I grabbed a taxi to head to the park head office and was told by the only English speaking person that I needed to catch a taxi to the other entry. They arranged the taxi and 15GEL (A$9) later found myself at the entry… well a path leading into the forest near a solid metal gate near a building that I guess at times serves as the park office.
I was told to follow the marked path which was successful for the first few hundred metres and through a lovely forest with birds singing until a maze of small shallow streams left me with half hour of trying different options till I finally progressed enough to make out a trodden pathway heading into some thick bushes.
Finally the path markings began to appear, faded orange paint on rocks. This allowed me to pick up the pace as the round trip was said to take 5-6 hours for the 4.5km each way trip.
The path in some places was clear and at others it laboured its way (as I did) over large river stones and others through thick bushes that had water flowing down as the snow melt was still under way.
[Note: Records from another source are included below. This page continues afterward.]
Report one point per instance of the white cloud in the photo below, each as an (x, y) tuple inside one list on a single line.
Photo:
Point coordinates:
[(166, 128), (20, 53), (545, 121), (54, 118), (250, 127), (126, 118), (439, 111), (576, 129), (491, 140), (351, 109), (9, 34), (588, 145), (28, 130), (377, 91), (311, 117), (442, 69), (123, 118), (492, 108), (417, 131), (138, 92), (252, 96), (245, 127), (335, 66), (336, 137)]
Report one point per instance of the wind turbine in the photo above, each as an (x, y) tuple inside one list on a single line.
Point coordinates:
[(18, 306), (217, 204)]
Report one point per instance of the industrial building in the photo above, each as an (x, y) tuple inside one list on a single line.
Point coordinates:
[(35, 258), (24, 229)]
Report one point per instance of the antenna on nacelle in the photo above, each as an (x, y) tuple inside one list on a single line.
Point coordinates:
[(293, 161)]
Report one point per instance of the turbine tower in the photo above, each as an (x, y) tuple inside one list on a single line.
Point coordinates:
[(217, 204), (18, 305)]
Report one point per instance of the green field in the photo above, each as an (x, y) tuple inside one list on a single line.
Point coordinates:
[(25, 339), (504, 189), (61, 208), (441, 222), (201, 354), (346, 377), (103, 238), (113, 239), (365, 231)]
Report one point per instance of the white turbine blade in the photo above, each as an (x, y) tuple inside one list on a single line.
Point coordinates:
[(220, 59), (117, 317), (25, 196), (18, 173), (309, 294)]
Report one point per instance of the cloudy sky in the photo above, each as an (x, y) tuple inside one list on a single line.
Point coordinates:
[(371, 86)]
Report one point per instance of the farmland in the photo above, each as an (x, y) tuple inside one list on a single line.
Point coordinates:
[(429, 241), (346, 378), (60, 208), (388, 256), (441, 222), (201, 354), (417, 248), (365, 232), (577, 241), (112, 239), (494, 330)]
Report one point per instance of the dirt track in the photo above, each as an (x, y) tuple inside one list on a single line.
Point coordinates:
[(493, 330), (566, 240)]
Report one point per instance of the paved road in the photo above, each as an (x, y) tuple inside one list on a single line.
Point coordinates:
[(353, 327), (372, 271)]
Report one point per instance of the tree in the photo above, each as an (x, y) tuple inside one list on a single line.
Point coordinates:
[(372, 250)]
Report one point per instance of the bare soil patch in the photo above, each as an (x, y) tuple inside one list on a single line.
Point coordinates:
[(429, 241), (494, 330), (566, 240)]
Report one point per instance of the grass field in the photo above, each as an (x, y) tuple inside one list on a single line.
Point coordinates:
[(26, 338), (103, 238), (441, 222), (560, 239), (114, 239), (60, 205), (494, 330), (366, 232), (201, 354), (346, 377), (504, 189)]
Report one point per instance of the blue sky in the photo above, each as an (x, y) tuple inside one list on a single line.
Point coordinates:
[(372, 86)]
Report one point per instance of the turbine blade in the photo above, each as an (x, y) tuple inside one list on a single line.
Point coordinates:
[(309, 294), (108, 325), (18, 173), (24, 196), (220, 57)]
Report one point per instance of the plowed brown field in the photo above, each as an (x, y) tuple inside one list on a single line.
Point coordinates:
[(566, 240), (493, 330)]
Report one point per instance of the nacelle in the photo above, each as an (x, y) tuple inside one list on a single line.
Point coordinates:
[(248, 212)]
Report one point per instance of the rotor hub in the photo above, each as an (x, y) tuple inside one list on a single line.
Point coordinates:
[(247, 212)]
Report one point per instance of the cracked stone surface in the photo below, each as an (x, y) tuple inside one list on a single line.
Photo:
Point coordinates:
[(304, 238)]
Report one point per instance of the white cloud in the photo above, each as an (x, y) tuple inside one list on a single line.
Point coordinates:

The green hills rose steeply on either side of the valley and on a half-dozen occasions the path crossed the rapidly flowing stream, with the aid of temporary bridges constructed from two logs side by side with a flimsy hand rail for balance. Well most. One was a single large log and another two very thin frail looking logs that crossed a wider, especially turbulent section of the river.
I rested here, unwilling to cross on my own as a fall into the maelstrom of water could have ended badly. Fortunately two young Germans arrived and it was onward to what was the most difficult part of the walk, with plenty of clambering up rocky outcrops and making our way along narrow ledges.
A few final cleverly constructed ladder bridges and we arrived at the falls. A long walk that had me feeling quite exhausted, but worth it.
I left the Germans to enjoy the water with the expectation that they would soon catch me on the return leg and headed off back.
Within one hundred metres on a narrow and high part of the track running above a small rocky beach I found my feet suddenly out from under me and I was sliding down a near vertical slope grabbing frantically at the undergrowth to try to stop my descent.
Unsuccessful, I was airborne momentarily before hitting a large smooth rock to made the final slide to the riverbank. I was luck to land on my feet in a heavy landing that saw my finally half tumble into the river.
Fortunately along this beach was where the track eventually descended an a much safer manner….and I was able to rejoin the path without having to scramble back up the cliff.
The trip back was slow and with a limp….I needed to make the last mini bus so waiting for the Germans at the dangerous crossing was not a real option and despite passing a group heading to the falls at this time of the afternoon i was not confident of another group coming along…. after all, I had done it once right? Luckily I did it twice and not far from the park entry the Germans caught up with me.
The mini bus ride back to Tbilisi was one that makes mini bus rides famous. Slow and with absolutely no legroom, despite having no-one sitting next to me it was still impossible to get my legs behind the sits in any manner other than twisted sideways.
Basck in Tbilisi. as usual finding the entry to the Metro was hard and it was with relief that I took the 130 second escalator ride down to the platform, and on reaching my station and another 130 second ascent it was only a 400 metre walk up the hill to the comfort of the Zemeli Guest House.